Red Cross CEO Gail McGovern said Sandy response was "near flawless." Not true. An investigation by ProPublica and NPR found that the charity botched key elements of its disaster relief efforts after hurricanes Isaac and Sandy, at times putting public relations above delivering aid. Internal Red Cross documents and dozens of interviews show that the charity diverted vehicles for press conferences and dispatched empty trucks just to "be seen." — ProPublica
The FDA is approving some cancer drugs, whether or not they extend a patient's life.

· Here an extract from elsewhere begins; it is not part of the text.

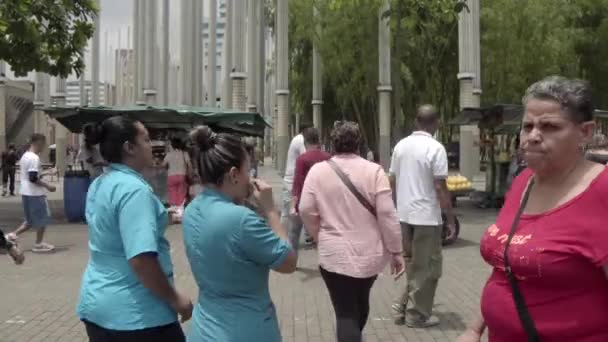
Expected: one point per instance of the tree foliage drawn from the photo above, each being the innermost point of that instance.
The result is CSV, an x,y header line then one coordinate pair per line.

Drug makers can win approval with "surrogate measures" like tumor shrinking, without meeting the gold standard of cancer treatment: patients actually living longer. Over the last decade, "the FDA allowed 74% of [54 new cancer drugs] on the market without proof that they extended life," according to a Milwaukee Journal Sentinel/MedPage Today analysis. — Journal Sentinel via @john_diedrich
"You can pretty much see a leash on my neck with my employer." The H-1B visa is supposed to offer opportunities in America to highly skilled workers in other countries, and be a talent boon for companies here. But standing between a person acquiring a visa and the job is a labor broker. The Center for Investigative Reporting and The Guardian investigate how brokers supplying high-tech Indian workers to U.S. companies have turned the visa program into an "underground system of financial bondage." — Center for Investigative Reporting via @WillCIR
"This is our lifeline. We make our living off that water." A surge in algae blooms is threatening the ecosystem and economy of Florida's expansive Indian River Lagoon, where 60 percent of its sea grasses have died along with hundreds of animals — including more than 250 manatees — in recent years. The Daytona Beach News-Journal investigates the causes ("decades of ditching, draining and pollution") of the devastation, and prospects for remediating the damage. — News-Journal via @joelcampbell
The FAA backed off of safety improvements for small planes. In 1990, the Federal Aviation Administration proposed updated regulations on equipment and designs that could prevent airplane fires that have since claimed at least 600 lives. "But facing opposition from airplane manufacturers, the FAA withdrew its proposal, saying it wasn't worth the extra expense," reports USA Today. Placing the value of human life at $1 million was integral in killing these proposals. As noted by the FAA, "If the value of life were $2 million rather than $1 million, the benefit-to-cost ratio would be twice as great." — USA Today
Is ideology hampering health coverage in Mississippi? In Mississippi, one in four adults go without health insurance. For African Americans, it's one in three. Yet in the first year of the Affordable Care Act, only 20 percent of the 300,000 who could have gained coverage did. In fact, Mississippi was the only state where the percentage of uninsured went up, not down, in the first year of Obamacare. Politico's Sarah Varney found a "series of cascading problems," including errors and misinformation, disorganization, racial divisions and an "unyielding ideological imperative of conservative politics." — Politico via @HanqingC
And a few midterm #MuckReads to get you into Election Day: ProPublica's Robert Faturechi on dark money emerging in Kansas judicial races in Kanas (without the campaign finance rules that apply to other elections); Theodoric Meyer explains how a handful of super PACs are employing " nondisclosure disclosures" to keep donors secret; the Center for Public Integrity's Michael Beckel charts the dark money pouring into one of the nation's most expensive electoral battles: Kentucky's U.S. Senate race; Al Jazeera America's Greg Palast investigates voter-roll purging in 27 states that is having an outsized impact on minority voters.